Website Navigation Best Practices

If people cannot find it, it might as well not exist.

Your navigation is the map of your website. Get it right and visitors find what they need in seconds; get it wrong and they give up and leave.

Here are the principles behind navigation that actually helps people buy.

Keep it simple and familiar

Aim for a handful of clear top-level menu items in plain language — “Services”, “Pricing”, “Work”, “Contact” — not clever labels nobody understands. Fewer, clearer choices beat a long, overwhelming list.

People expect the logo to link home and the menu to sit along the top; follow conventions rather than reinventing them.

Guide people to the next step

Good navigation does not just list pages — it leads. A clear, persistent call to action (“Book a call”) should be visible wherever someone is, so the next step is always one click away.

On mobile, a tidy menu and an easy-to-reach contact button matter even more.

Help people who are lost

Breadcrumbs, a search box on bigger sites, and a useful footer with key links all help visitors orient themselves. A helpful 404 page rescues anyone who hits a dead end.

We design navigation around how your customers actually think, so the path to enquiry is always obvious.

Testing navigation with real users

The fastest way to find navigation problems is to watch someone use your site who has never seen it before. Ask them to find a specific service or piece of information and observe where they hesitate or go wrong. Five minutes of user testing reveals more than hours of analytics.

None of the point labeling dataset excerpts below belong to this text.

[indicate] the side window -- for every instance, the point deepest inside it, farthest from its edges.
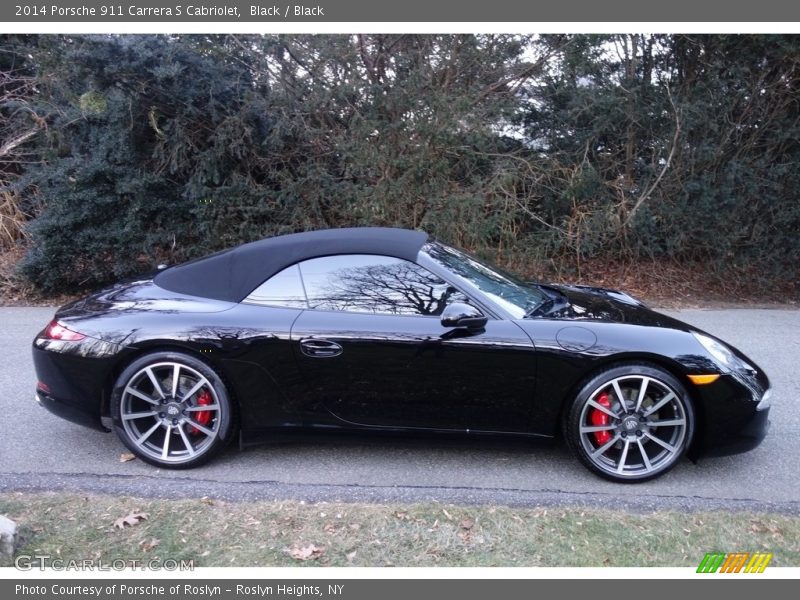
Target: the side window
(373, 284)
(282, 289)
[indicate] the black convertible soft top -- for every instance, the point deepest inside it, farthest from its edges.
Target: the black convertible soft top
(232, 274)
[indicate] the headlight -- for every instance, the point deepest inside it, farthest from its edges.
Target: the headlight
(721, 353)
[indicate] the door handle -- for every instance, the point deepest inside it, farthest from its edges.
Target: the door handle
(318, 348)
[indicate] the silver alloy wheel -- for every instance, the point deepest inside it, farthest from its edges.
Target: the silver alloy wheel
(158, 412)
(645, 423)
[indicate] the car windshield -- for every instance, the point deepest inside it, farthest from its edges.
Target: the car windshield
(515, 296)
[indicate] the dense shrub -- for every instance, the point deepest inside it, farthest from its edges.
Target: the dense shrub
(559, 148)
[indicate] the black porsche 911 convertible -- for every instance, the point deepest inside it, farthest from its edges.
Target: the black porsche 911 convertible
(375, 329)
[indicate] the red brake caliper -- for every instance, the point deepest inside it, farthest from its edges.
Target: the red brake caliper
(202, 417)
(598, 418)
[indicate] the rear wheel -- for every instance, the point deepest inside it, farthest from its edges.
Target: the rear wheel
(172, 410)
(631, 423)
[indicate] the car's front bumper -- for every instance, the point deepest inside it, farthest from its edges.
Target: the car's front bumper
(733, 415)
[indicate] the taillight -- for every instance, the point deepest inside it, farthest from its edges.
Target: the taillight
(56, 331)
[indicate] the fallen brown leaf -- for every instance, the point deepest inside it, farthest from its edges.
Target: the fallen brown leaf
(133, 518)
(148, 545)
(309, 552)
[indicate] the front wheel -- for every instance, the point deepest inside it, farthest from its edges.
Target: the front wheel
(630, 423)
(172, 410)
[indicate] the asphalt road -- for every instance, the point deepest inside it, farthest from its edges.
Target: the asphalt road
(41, 451)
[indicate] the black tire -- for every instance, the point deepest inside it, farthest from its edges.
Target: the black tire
(169, 426)
(638, 439)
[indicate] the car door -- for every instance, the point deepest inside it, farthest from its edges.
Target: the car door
(374, 353)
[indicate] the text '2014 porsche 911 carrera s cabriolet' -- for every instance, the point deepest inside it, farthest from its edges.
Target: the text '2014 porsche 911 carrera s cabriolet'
(390, 330)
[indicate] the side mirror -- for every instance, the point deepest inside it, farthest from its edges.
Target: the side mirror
(458, 314)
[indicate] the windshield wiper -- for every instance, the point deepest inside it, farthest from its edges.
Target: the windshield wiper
(555, 298)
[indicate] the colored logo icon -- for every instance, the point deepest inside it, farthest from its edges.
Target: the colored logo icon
(734, 562)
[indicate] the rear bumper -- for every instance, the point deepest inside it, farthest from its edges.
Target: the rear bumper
(73, 385)
(70, 412)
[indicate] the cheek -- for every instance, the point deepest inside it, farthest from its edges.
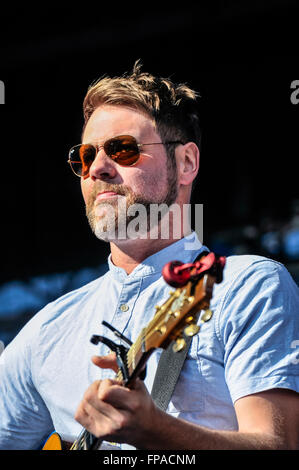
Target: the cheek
(149, 183)
(86, 189)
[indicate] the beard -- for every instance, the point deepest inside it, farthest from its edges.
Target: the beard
(109, 221)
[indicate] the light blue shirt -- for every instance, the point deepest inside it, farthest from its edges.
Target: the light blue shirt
(249, 345)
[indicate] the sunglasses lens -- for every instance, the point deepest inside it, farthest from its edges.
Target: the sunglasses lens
(123, 150)
(81, 158)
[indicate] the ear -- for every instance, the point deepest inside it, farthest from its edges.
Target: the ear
(188, 163)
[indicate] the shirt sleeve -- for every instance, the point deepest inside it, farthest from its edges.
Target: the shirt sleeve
(259, 328)
(25, 421)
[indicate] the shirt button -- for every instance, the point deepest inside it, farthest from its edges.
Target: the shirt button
(124, 307)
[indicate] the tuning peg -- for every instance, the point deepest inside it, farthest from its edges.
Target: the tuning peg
(207, 315)
(192, 329)
(179, 345)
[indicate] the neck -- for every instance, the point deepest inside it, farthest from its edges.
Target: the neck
(131, 253)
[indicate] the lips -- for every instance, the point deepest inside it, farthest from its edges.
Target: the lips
(106, 195)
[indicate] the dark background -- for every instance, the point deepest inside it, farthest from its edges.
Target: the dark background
(241, 56)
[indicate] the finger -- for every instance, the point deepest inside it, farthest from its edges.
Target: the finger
(106, 362)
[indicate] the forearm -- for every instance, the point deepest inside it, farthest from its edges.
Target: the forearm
(174, 433)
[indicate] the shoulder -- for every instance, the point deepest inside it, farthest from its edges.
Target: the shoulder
(61, 309)
(251, 272)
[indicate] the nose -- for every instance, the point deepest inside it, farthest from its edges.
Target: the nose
(102, 167)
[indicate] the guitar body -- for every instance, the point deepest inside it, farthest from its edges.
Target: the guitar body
(175, 320)
(53, 442)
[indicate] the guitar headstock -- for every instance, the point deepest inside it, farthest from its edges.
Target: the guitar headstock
(187, 306)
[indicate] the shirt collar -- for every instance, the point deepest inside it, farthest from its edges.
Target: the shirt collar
(186, 249)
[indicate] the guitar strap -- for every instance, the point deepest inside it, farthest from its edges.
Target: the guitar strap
(169, 369)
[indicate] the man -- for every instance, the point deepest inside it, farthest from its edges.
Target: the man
(239, 385)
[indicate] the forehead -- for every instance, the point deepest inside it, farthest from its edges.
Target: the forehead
(110, 121)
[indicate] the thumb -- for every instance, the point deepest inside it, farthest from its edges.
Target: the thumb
(106, 362)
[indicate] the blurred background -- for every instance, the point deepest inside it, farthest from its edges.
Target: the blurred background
(243, 59)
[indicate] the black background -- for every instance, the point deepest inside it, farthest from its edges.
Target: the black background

Heat maps and scroll depth tools show which navigation items get clicked and which are ignored. Items that nobody clicks are clutter; items everyone clicks before finding what they need signal a buried page. We analyse navigation data and restructure menus so the most valuable pages are always one click away.

FAQs

Common questions.

How many menu items should I have?
Usually five to seven top-level items. More than that and people struggle to choose.
Should every page be in the menu?
No — feature the key pages; reach the rest through the footer and internal links.
Does my navigation structure affect my search engine rankings?
Yes — search engines follow your navigation links to discover and understand your pages, so a clear structure helps them index your content correctly and understand which pages matter most. We design navigation with both visitors and search engines in mind so your site is easy to explore and easy for Google to read.